The end of a long journey is at last in sight for the Carlyle Group. The US private equity firm first entered into its alliance with China Pacific Insurance in December 2005, paying US$410 million for a 24.9% stake in China Pacific’s life insurance subsidiary.
Private equity investments of this scale are rare in China. And it is even rarer for a foreign buy-out fund to be permitted to take such a large stake in the country’s closely guarded financial sector. The injection of capital and expertise – Carlyle brought in Prudential Financial as a strategic investor to share its insurance experience – was supposed to put China Pacific on the fast track to compete with the likes of China Life and Ping An.
Now one of the final pieces of the plan has fallen into place: China Pacific has received the green light from Beijing to sell shares in Hong Kong.
The offshore initial public offering (IPO) would have been part of the deal from the outset, simply because Carlyle needs to realize some, or all, of its stake in US dollars so it can make distributions to investors. But the process has been protracted by the financial crisis.

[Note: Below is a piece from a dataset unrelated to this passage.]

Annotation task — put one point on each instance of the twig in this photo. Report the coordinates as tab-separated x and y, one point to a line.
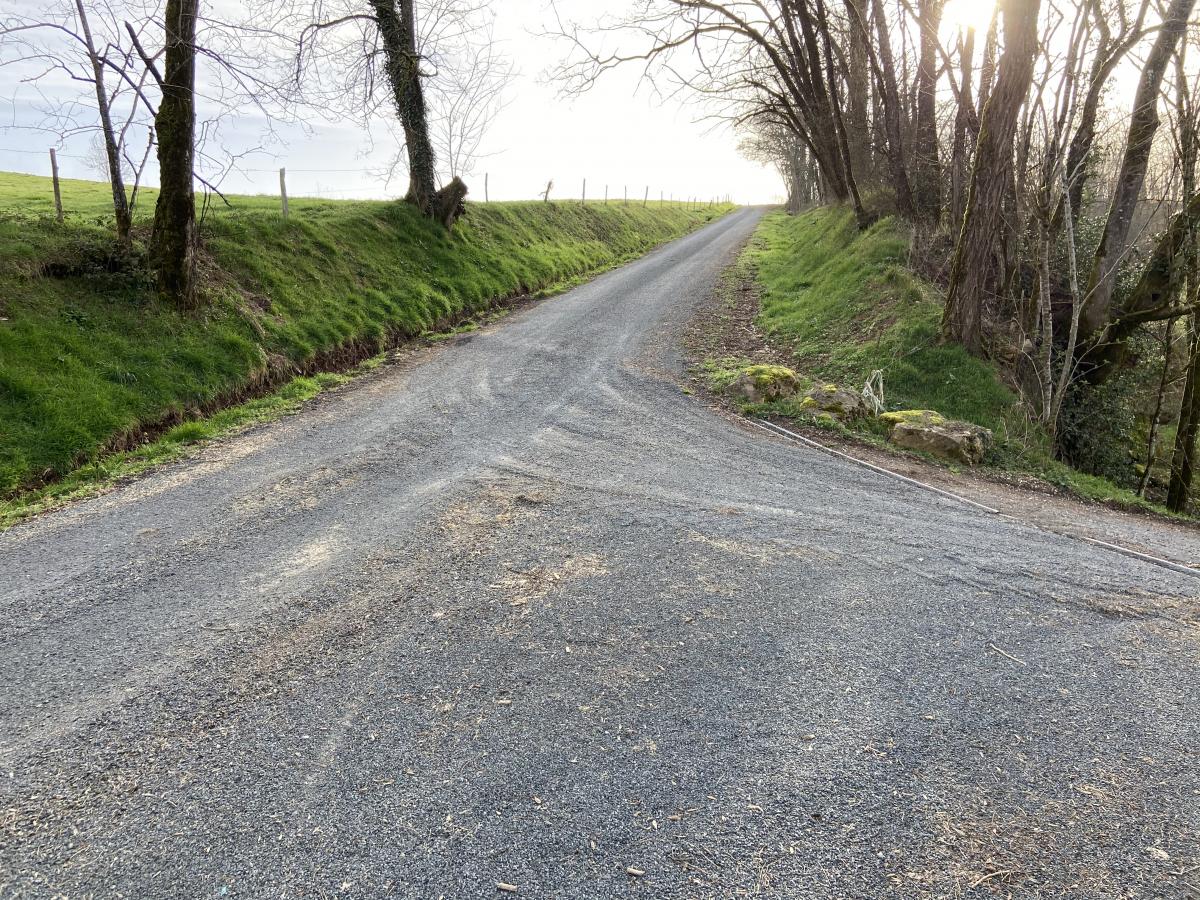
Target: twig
981	880
1009	655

China Pacific listed in Shanghai in December 2007, raising US$4.1 billion. Ahead of the IPO, Carlyle swapped its 24.9% stake in the life insurance subsidiary for a 19.9% holding in China Pacific itself, taking the total investment up to US$740 million in the process. After the IPO, Carlyle’s stake fell to 17.32%. Plans to follow this up with a US$4 billion share offering in Hong Kong, however, came to naught as the market for IPOs dried up.
Since the start of the year, the media has drip-fed rumors of a resumption.
In mid-July, China Pacific was said to be in discussions with investment banks on re-launching the IPO. The company wanted to find a way around its earlier pledge not to list shares in Hong Kong at below the value of its Shanghai IPO price of RMB30 (US$4.39) per share (unrealistic during a tepid back-end of 2009, especially given that dual-listed shares tend to trade at higher multiples in Shanghai than in Hong Kong).
Two weeks later it was reported that the underwriters had been appointed, China International Capital Corp (CICC) taking the lead with UBS, Goldman Sachs and Credit Suisse helping to arrange the share sale.
Finally, on Wednesday, China Pacific said it had received approval from the China Securities Regulatory Commission (CSRC) to list up to 990 million shares overseas. The company has said it won’t sell for less than RMB23.52 a share, which puts it on course to raise at least US$3.4 billion.
Carlyle probably won’t cash in its entire stake in China Pacific once the lockup period ends – private equity firms are loath to confirm Beijing’s worst fears that they are nothing more than financial mercenaries – but it is sitting on a huge paper gain. Based on China Pacific’s Shanghai share price, the original investment is now worth at least US$5 billion. Money worth waiting for.